We decided to shift the nest and eggs into a shoe box while the pigeon was away. The pigeon with its button-like eyes couldn’t so much as make out and kept searching for its eggs near the water drain. Somewhere inside, I felt bad for all the trepidation it was going through to find its eggs, but somehow I was sure that it would not give up until it found them. And voila….it did! After a few anxious moments, I came back to the window and found the pigeon back AND inside the box, cuddling its eggs. Was I moved? You bet I was.
That day, I realized that God does have a vision. It’s just that we aren’t able to gauge the boundaries of that vision and sometimes, just give up too soon. I had moved the pigeon’s eggs to a safer place, but it had to make an extra effort to keep the faith and discover it. The opportunities, sometimes even better than those we can think of or dream about, exist so closely and silently about us, but we fail to discover them.
That day I thought, “Had I played God to that pigeon, by expanding it horizons and giving it a better opportunity to be warm and safe?” I was not sure. But slowly I realized that the pigeon was very comfortable with me hanging around the box, and didn’t flutter threateningly to keep me at bay. May be I had given him Some faith. Maybe. And I felt strangely happy.
But My God had some completely different plans, and some ulterior motives as well. The maid arrived home, and she tried to shoo the pigeon away, unaware of that fact that the box had eggs inside it. In the confusion that ensued, the pigeon started fluttering and the box fell down. Both the eggs were broken. The amber-golden liquid that would have some days later translated into a quintessential (hopefully) pigeon pair, lay scattered about in an almost grotesque way. I almost cried and then thought about the pigeon. The maid, sensing my mood, cleaned up everything soon enough.
I moved about the house doing the chores, and thinking about the poor pigeon. Its eggs, subsequent kids. It must be so heartbroken. And I could not, so much as, even say a kind word or two to it. And then I remembered the whole I-played-God-to-the-pigeon thing. I just laughed at my foolishness, and tried to shoo the theory away.
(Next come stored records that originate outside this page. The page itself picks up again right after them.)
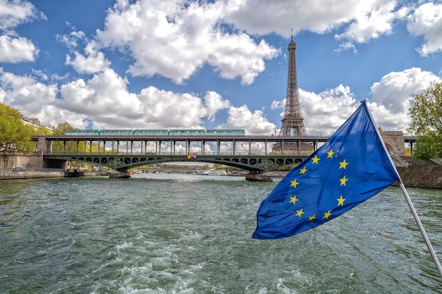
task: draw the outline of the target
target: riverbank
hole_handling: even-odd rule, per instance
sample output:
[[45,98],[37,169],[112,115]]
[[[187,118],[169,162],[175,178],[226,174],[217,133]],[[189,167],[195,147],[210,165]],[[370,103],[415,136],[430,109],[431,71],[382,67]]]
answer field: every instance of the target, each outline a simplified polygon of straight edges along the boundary
[[[419,166],[398,167],[398,172],[405,187],[420,187],[442,189],[442,166]],[[41,178],[66,178],[73,176],[105,176],[102,172],[85,171],[80,174],[65,171],[25,171],[0,172],[0,180]]]
[[442,166],[397,168],[405,187],[442,189]]
[[0,180],[18,180],[26,178],[73,178],[79,176],[106,176],[103,172],[95,171],[81,171],[81,172],[68,172],[64,171],[0,171]]

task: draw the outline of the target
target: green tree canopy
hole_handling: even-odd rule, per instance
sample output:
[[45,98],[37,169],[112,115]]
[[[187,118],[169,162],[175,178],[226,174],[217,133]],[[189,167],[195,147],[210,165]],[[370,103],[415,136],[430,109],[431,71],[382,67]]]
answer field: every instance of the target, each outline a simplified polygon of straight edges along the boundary
[[18,111],[0,102],[0,151],[28,153],[35,144],[30,140],[37,131],[23,123]]
[[428,160],[442,156],[442,82],[431,82],[424,93],[412,99],[408,131],[417,135],[414,155]]

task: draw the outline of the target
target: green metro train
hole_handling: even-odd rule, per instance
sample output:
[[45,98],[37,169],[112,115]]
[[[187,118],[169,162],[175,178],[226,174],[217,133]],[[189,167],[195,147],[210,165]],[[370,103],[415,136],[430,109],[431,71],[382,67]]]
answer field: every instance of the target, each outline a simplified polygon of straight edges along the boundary
[[244,135],[239,129],[196,129],[196,130],[66,130],[66,135],[157,135],[157,136],[201,136],[201,135]]

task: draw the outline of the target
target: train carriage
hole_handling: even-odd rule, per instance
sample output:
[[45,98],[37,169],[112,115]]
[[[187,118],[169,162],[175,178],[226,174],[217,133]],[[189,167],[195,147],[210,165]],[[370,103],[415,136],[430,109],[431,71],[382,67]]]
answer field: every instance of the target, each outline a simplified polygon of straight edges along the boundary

But my cynical self summarized that sometimes, even God can make mistakes. 😉
I did feel naive and queasy with that theory, but then, better sense prevailed.
And I concluded that may be this is the time when God wants us to keep our faith in Him, and understand that may be there was a reason as to why this happened. And I am sure, that reason is around me, very near. I just have to look for it, with full sincerity. I haven’t figured it out for the pigeon yet, but I believe it happened for good.
PS: <my cynical self surfacing again> Do you really think God can Never make mistakes?